LangGraph is a framework for building stateful, multi-actor AI applications with LLMs. It extends LangChain with graph-based agent orchestration, cycles, and controllability. By connecting LangGraph to Orq.ai’s AI Router, you get production-ready agentic workflows with access to 300+ models.

Key Benefits

Orq.ai’s AI Router enhances your LangGraph applications with:

Complete Observability

Track every agent step, tool use, and graph transition with detailed traces

Built-in Reliability

Automatic fallbacks, retries, and load balancing for production resilience

Cost Optimization

Real-time cost tracking and spend management across all your AI operations

Multi-Provider Access

Access 300+ LLMs and 20+ providers through a single, unified integration

Prerequisites

Before integrating LangGraph with Orq.ai, ensure you have:
  • An Orq.ai account and API Key
  • Python 3.8 or higher
To setup your API key, see API keys & Endpoints.

Installation

pip install langgraph langchain-openai langchain-core

Configuration

Configure LangGraph to use Orq.ai’s AI Router by passing a ChatOpenAI instance with a custom base_url:
Python
from langchain_openai import ChatOpenAI
import os

llm = ChatOpenAI(
    model="gpt-4o",
    api_key=os.getenv("ORQ_API_KEY"),
    base_url="https://api.orq.ai/v2/router",
)
base_url: https://api.orq.ai/v2/router

Basic Agent Example

Here’s a complete example using create_agent with a tool:
Python
from langchain.agents import create_agent
from langchain_openai import ChatOpenAI
from langchain_core.tools import tool
import os

llm = ChatOpenAI(
    model="gpt-4o",
    api_key=os.getenv("ORQ_API_KEY"),
    base_url="https://api.orq.ai/v2/router",
)

@tool
def get_weather(location: str) -> str:
    """Get the current weather for a location."""
    return f"The weather in {location} is sunny and 72°F"
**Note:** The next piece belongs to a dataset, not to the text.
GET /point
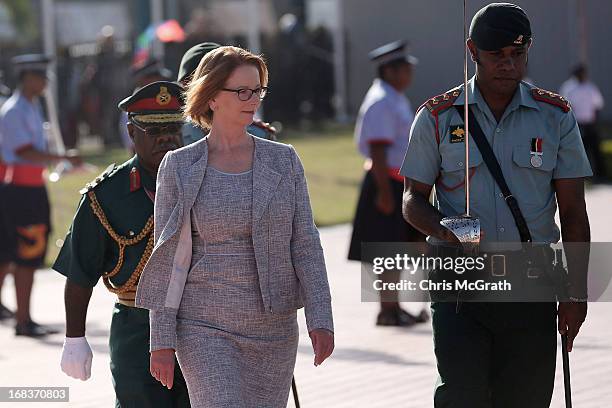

agent = create_agent(llm, tools=[get_weather])

result = agent.invoke({"messages": [("user", "What's the weather in San Francisco?")]})
print(result["messages"][-1].content)

Agent with Multiple Tools

Python
from langchain.agents import create_agent
from langchain_openai import ChatOpenAI
from langchain_core.tools import tool
import os

llm = ChatOpenAI(
    model="gpt-4o",
    api_key=os.getenv("ORQ_API_KEY"),
    base_url="https://api.orq.ai/v2/router",
)

@tool
def get_weather(location: str) -> str:
    """Get the current weather for a location."""
    return f"The weather in {location} is sunny and 72°F"

@tool
def add(a: int, b: int) -> int:
    """Add two integers."""
    return a + b

@tool
def multiply(a: int, b: int) -> int:
    """Multiply two integers."""
    return a * b

agent = create_agent(
    llm,
    tools=[get_weather, add, multiply],
    system_prompt="You are a helpful assistant with access to weather and math tools.",
)

result = agent.invoke({
    "messages": [("user", "What is 15 * 4? Also check the weather in Tokyo.")]
})
print(result["messages"][-1].content)

Streaming

Stream agent steps as they happen:
Python
from langchain.agents import create_agent
from langchain_openai import ChatOpenAI
from langchain_core.tools import tool
import os

llm = ChatOpenAI(
    model="gpt-4o",
    api_key=os.getenv("ORQ_API_KEY"),
    base_url="https://api.orq.ai/v2/router",
)

@tool
def get_weather(location: str) -> str:
    """Get the current weather for a location."""
    return f"The weather in {location} is sunny and 72°F"

agent = create_agent(llm, tools=[get_weather])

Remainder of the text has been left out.